The report also reveals that the number of “dropout factory” high schools—those graduating 60 percent or fewer students on time—decreased by 457 between 2002 and 2010, with the rate of decline accelerating since 2008. The number of “dropout factories” totaled 1,550 in 2010, down from 1,634 in 2009 and a high of 2,007 in 2002. The number declined by 84 between 2009 and 2010. As a result, 790,000 fewer students attended dropout factories in 2010 than 2002.

Key Report Findings

  • The national graduation rate increased by 3.5 percentage points between 2001 and 2009 from 72 percent to 75.5 percent in 2009.
  • The South and the suburbs saw the largest declines in the number of “dropout factory” schools with 410 and 171, respectively, between 2002 and 2009.
  • Contrary to 2008-09, progress in towns and rural areas stalled in 2009-2010.
  • The following states saw the greatest change, decreasing the number of “dropout factory” schools by more than 50 between 2002 and 2010:  Texas (-122); Florida (-62); and Georgia (-54).  These states increased graduation rates during this period as well.

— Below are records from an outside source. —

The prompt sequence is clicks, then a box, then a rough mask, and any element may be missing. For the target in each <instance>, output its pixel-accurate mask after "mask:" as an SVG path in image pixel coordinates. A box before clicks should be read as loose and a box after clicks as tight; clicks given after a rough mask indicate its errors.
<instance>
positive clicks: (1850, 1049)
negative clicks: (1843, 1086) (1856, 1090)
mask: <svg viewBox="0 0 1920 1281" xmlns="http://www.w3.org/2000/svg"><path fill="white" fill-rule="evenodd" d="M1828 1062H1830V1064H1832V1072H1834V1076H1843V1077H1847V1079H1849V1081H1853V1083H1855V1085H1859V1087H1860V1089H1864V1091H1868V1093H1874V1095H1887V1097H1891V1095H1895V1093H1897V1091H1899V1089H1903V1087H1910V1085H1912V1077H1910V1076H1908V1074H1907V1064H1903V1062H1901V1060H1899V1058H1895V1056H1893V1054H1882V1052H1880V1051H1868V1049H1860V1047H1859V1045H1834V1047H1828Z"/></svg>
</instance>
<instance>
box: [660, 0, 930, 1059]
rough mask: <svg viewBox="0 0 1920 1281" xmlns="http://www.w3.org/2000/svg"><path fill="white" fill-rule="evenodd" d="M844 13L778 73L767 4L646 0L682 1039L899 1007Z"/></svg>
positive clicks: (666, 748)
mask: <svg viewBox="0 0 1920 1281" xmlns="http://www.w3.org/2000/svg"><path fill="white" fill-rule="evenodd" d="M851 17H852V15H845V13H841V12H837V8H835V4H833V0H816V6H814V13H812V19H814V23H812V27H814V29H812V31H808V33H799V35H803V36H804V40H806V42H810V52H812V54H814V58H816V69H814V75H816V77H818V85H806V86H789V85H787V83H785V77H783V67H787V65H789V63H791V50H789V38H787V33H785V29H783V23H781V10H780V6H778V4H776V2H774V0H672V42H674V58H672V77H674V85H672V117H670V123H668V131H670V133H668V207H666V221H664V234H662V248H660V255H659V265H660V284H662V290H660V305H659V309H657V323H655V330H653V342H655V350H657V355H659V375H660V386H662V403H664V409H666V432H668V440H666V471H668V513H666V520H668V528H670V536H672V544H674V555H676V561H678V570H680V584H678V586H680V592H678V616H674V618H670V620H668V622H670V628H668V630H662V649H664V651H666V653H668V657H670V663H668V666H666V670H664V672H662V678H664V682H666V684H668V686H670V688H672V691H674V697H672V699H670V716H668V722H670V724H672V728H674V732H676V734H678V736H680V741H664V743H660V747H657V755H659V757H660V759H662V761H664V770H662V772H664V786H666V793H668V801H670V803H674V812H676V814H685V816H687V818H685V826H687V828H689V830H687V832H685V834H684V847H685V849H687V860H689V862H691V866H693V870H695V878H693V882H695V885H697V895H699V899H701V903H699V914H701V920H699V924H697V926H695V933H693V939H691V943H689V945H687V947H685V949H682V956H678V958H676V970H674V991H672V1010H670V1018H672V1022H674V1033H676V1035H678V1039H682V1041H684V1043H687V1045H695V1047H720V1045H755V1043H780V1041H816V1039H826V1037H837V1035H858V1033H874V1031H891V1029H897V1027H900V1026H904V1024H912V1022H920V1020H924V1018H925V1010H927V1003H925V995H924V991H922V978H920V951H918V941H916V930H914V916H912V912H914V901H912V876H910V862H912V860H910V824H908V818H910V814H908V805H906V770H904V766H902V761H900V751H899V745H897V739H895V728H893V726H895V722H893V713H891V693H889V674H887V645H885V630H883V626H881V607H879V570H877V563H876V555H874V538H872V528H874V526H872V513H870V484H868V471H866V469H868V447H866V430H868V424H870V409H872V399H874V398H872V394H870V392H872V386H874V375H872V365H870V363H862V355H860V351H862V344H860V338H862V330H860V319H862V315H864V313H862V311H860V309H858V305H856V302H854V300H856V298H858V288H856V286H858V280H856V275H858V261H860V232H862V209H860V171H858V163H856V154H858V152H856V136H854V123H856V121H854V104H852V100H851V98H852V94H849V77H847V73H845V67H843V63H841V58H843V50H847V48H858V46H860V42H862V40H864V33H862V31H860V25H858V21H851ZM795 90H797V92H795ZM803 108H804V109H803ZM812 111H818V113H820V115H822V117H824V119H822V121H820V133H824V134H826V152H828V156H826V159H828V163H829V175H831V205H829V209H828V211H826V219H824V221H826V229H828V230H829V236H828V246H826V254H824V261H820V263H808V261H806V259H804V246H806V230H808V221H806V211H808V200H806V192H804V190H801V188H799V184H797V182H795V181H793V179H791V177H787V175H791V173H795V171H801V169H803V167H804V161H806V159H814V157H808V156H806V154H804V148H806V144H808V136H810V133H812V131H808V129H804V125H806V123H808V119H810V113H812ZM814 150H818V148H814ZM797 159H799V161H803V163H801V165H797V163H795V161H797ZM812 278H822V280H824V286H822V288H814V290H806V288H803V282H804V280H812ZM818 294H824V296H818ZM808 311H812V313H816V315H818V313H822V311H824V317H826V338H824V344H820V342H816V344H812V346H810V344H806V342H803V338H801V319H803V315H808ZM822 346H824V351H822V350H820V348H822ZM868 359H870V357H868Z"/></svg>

  • If each state had a graduation rate of 90 percent, 580,000 additional students would have graduated in the class of 2011, increasing the GDP by $6.6 billion and generating $1.8 billion in additional revenue as a result of increased economic activity.
  • The lagging states are Arizona, Arkansas, California, Connecticut, New Jersey, Nebraska, New Mexico, Nevada, Rhode Island and Utah—all states with lower high school graduation rates in 2009 than in 2002.